Paus Yohanes Paulus II juga telah memimpin 147 upacara beatifikasi (1338 orang kudus dinyatakan sebagai yang berbahagia (beata/beato) dan 51 upacara kanonisasi (482 orang kudus dinyatakan sebagai santa/santo). Ia mengadakan 9 konsistori di mana ia mengangkat 231 (+ 1 in pectorekardinal. Ia juga menyelenggarakan enam sidang pleno Dewan Kardinal. Selama masa pontifikatnya, Paus Yohanes Paulus II memimpin 15 Sinode para Uskup: enam Sinode biasa (1980, 1983, 1987, 1990, 1994, 2001), satu Sinode luar biasa (1985) dan delapan Sinode khusus (1980, 1991, 1994, 1995, 1997, 1998 [2] dan 1999). Tak ada Paus yang bertemu dengan begitu banyak orang seperti Paus Yohanes Paulus II: lebih dari 17.600.000 peziarah ambil bagian dalam Audiensi Umum yang diadakan setiap hari Rabu (lebih dari 1160 audiensi). Jumlah tersebut di luar audiensi-audiensi khusus dan upacara-upacara religius yang diselenggarakan (lebih dari 8 juta peziarah hanya pada Tahun Yubileum Agung 2000 saja) dan jutaan umat beriman sepanjang kunjungan-kunjungan pastoralnya baik di Italia maupun di seluruh dunia. Patut dicatat juga begitu banyak pertemuan dengan para pejabat negara dalam 38 kunjungan-kunjungan resmi, dan 738 audiensi serta pertemuan dengan pemimpin negara, dan bahkan 246 audiensi dan
pertemuan dengan para perdana menteri. Hingga akhir hidupnya pada tanggal 2 April 2005, beliau telah mengemban tugas mulia sebagai gembala tertinggi satu miliar lebih umat Katolik Roma sedunia selama 26 tahun 5 bulan; jabatan paus terpanjang ketiga setelah St. Petrus, Rasul (34 atau 37 tahun) dan Paus Pius IX (31 tahun 7 bulan).

Refleksi Teologi
a. Mariati, Maria Dicintai Sampai Mati
“Semoga kata-kata dari Maria yang diucapkan oleh banyak bibir manusia dapat menjadi terang di jalan kalian semua.”(Yohanes Paulus II, Lourdes, 22 Mei 1979)

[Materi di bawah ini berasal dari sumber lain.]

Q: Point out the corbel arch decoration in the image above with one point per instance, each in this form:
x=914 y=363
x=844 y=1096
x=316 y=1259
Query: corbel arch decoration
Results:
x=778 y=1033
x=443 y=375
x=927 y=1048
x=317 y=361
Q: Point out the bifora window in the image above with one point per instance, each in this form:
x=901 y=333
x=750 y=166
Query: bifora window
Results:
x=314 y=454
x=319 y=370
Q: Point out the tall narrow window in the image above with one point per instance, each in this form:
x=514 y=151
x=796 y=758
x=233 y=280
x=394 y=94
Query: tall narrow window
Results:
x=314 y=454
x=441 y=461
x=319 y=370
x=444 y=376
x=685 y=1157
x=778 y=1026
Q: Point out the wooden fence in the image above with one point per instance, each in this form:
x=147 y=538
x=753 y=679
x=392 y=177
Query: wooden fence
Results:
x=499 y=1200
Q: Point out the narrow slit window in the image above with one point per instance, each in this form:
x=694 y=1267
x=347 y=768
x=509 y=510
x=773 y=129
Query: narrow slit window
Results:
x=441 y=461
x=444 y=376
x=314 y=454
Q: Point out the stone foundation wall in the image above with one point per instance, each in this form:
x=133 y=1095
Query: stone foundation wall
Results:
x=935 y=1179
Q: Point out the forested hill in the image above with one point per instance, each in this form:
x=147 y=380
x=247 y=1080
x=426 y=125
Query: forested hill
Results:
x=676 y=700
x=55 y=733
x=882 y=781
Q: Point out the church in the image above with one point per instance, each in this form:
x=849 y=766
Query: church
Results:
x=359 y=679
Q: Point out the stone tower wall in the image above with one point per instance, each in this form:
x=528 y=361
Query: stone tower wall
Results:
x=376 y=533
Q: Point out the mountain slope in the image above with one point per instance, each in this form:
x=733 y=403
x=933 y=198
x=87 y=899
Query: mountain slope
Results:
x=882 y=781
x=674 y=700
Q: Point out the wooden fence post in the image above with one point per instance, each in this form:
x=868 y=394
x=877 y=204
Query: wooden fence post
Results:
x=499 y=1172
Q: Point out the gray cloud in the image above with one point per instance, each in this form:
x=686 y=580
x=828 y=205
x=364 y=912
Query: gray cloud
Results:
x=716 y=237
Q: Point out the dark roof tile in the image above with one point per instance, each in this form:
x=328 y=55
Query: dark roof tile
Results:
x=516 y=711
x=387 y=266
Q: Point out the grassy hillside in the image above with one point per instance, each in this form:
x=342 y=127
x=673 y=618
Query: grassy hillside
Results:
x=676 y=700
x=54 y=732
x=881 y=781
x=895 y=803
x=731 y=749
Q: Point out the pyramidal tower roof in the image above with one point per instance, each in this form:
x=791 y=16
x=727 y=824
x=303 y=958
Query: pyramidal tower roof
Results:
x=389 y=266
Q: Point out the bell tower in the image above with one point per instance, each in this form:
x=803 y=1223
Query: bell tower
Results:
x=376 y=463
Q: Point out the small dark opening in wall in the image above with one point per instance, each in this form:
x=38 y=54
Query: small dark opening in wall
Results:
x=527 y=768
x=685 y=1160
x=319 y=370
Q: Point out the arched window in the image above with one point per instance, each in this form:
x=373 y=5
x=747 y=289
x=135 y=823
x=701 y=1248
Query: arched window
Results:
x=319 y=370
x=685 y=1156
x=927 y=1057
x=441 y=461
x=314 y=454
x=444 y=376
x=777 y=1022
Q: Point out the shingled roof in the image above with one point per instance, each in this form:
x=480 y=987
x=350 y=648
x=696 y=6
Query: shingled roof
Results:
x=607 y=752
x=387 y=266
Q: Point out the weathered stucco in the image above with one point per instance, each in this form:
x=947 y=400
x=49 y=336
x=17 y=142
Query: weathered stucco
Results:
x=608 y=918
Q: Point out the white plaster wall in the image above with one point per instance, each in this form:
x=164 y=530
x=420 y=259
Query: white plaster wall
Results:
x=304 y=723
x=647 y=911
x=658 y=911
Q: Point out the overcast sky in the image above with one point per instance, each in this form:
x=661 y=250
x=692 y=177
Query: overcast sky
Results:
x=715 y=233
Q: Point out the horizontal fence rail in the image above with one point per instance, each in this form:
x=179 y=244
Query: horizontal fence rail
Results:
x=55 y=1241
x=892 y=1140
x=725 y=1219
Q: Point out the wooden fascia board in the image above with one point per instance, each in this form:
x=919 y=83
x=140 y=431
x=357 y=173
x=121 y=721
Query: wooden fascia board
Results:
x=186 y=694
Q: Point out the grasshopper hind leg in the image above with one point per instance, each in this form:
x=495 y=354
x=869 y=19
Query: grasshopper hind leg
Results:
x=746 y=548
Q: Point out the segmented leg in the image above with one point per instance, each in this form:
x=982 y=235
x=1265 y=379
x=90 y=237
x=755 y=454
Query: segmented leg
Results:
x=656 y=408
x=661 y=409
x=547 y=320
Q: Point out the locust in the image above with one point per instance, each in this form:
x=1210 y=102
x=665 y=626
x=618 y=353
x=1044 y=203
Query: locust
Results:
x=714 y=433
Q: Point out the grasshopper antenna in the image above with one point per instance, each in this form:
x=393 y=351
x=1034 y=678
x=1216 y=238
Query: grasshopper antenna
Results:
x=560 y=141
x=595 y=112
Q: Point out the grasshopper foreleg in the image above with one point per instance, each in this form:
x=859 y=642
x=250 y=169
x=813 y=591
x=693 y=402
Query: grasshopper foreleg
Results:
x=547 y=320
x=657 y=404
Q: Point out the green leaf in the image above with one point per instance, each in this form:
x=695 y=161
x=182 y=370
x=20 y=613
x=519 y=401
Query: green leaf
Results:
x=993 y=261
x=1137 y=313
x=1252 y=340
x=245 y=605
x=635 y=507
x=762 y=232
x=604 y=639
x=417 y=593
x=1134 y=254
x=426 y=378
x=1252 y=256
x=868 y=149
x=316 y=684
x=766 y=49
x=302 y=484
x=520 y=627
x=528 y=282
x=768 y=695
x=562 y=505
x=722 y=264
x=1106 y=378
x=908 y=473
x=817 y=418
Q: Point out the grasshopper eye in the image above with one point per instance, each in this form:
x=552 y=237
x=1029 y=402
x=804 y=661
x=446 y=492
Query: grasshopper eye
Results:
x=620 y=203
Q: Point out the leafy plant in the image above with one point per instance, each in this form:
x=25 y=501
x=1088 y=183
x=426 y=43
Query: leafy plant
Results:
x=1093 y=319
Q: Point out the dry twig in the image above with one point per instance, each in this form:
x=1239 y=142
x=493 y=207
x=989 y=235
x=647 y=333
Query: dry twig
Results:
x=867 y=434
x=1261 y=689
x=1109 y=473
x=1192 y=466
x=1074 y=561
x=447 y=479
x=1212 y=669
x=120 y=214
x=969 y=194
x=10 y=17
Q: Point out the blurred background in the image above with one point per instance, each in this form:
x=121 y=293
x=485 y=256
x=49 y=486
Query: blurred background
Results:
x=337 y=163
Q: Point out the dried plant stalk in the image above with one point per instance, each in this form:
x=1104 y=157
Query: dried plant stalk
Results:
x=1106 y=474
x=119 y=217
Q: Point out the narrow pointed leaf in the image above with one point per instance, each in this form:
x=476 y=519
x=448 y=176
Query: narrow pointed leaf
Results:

Seperti kebiasaannya, Paus Yohanes Paulus II mempersembahkan setiap tempat yang ia kunjungi kepada Santa Perawan Maria. Pada tanggal 13 Mei 1983, Bapa Suci pergi ke Fatima guna mempersembahkan seluruh dunia kepada Hati Maria Yang Tak Bernoda. Di kemudian hari, beliau sekali lagi mempersembahkan seluruh gereja dan dunia kepada Bunda Maria, dalam persatuan dengan segenap Uskup Gereja Katolik, demi memenuhi
permintaan Bunda Maria di Fatima. 

Pada musim panas 1995, Paus Yohanes Paulus II memulai suatu katekese yang panjang  mengenai Santa Perawan Maria dalam Angelus mingguannya, yang berpuncak pada tanggal
25 Oktober 1995, dengan penjelasannya akan peran-serta aktif Bunda Maria dalam Kurban Kalvari. Peran-serta aktif Bunda Maria di Kalvari ini disebut sebagai co-redemption. Teladan yang paling utama tentu saja Bunda Maria, yang senantiasa ia sebut di akhir setiap ensikliknya, kepada siapa ia mempercayakan seluruh hidupnya. Bahkan ketika dia bisa selamat dari tragedi penembakan dirinya oleh Meghmed Ali Agca, ia sepenuhnya yakin
bahwa Bunda Maria yang menyelamatkan dia dari bahaya maut. Apalagi peristiwa penembakan di sore hari, di pelataran Basilika St. Petrus Vatikan itu terjadi, persis ketika Gereja merayakan peringatan St. Maria Fatima. 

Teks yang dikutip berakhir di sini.